Automotive Radar Modules

Modern ADAS (Advanced Driver Assistance Systems) rely on compact PCB radar arrays operating in the 77-79 GHz bands. The dimensional stability of the NP-826 (X/Y CTE of 20-50 ppm/°C) is crucial here. Radar antennas consist of arrays of precisely etched copper patches. Even microscopic physical expansion or contraction of the substrate can shift the spacing between these patches, altering the beamforming angle and potentially causing the vehicle’s sensor suite to miscalculate the distance to an obstacle.

Useful Resources and Database Links

Selecting and verifying materials requires access to reliable, up-to-date data. PCB engineers looking to implement Nanya’s advanced laminates into their next design should utilize the following resources:

Official Nanya Plastics Electronic Materials Portal: Access the most recent revisions of datasheets, including the NP-826 and the Nanya NP-822 PPE 5G PCB laminate, to pull exact frequency-dependent Dk/Df tables for your EDA tools.

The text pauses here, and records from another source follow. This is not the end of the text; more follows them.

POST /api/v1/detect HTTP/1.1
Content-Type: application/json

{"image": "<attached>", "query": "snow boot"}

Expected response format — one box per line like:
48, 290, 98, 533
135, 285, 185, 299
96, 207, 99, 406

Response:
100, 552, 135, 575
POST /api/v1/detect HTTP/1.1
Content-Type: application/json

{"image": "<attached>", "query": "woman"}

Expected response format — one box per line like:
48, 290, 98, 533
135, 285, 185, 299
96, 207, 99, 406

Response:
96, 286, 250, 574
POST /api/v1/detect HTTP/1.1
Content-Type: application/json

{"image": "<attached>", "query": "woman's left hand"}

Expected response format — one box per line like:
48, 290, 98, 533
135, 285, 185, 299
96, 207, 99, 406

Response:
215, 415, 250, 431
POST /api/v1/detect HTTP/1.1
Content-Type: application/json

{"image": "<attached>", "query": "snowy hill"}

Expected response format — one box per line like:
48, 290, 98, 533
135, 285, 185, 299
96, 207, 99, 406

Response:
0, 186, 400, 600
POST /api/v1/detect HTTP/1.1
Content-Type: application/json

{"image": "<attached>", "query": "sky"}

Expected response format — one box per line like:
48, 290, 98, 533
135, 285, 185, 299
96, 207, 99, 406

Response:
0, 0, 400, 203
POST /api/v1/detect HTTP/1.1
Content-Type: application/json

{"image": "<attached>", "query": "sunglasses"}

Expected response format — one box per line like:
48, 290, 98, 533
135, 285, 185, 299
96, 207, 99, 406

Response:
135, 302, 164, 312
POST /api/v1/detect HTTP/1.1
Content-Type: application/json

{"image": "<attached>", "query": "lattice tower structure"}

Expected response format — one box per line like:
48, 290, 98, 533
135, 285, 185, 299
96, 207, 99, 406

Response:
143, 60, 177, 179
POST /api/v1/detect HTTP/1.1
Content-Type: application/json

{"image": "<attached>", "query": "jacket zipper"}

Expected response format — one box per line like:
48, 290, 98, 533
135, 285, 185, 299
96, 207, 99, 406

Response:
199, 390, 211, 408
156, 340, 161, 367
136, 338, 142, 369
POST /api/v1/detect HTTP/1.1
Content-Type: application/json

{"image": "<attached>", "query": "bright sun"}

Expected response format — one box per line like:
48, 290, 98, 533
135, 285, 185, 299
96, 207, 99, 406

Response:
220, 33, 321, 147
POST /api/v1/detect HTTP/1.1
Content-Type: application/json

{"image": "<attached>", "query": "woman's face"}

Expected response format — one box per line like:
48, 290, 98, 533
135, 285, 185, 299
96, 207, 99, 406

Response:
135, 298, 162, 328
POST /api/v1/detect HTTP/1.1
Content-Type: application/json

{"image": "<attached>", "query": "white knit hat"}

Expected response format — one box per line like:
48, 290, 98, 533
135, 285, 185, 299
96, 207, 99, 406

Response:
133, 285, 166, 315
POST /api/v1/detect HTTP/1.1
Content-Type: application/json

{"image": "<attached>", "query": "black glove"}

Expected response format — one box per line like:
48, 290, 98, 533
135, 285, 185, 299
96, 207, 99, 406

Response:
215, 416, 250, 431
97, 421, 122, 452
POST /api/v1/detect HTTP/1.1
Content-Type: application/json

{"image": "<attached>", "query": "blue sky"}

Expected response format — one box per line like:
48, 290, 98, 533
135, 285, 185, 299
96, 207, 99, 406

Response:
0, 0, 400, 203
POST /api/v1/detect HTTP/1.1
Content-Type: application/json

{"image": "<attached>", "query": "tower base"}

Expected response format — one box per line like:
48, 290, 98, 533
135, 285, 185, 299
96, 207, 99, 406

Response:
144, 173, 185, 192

PCB Directory Substrate Database: A highly useful online database allowing engineers to compare the electrical properties of Nanya materials side-by-side with competing Rogers, Panasonic, and Isola laminates.

PCBSync Manufacturing Guidelines: For detailed stack-up advice, impedance calculators, and sourcing for specialized laminates, reviewing a certified fabricator’s capability list is essential. You can explore comprehensive laminate sourcing options and fabrication support for Nanya PCB directly through their platform.

IPC-4103 Specification Standard: Download the IPC guidelines for “Base Materials for High Speed/High Frequency Applications” to understand the testing methodologies used to qualify materials like the NP-826.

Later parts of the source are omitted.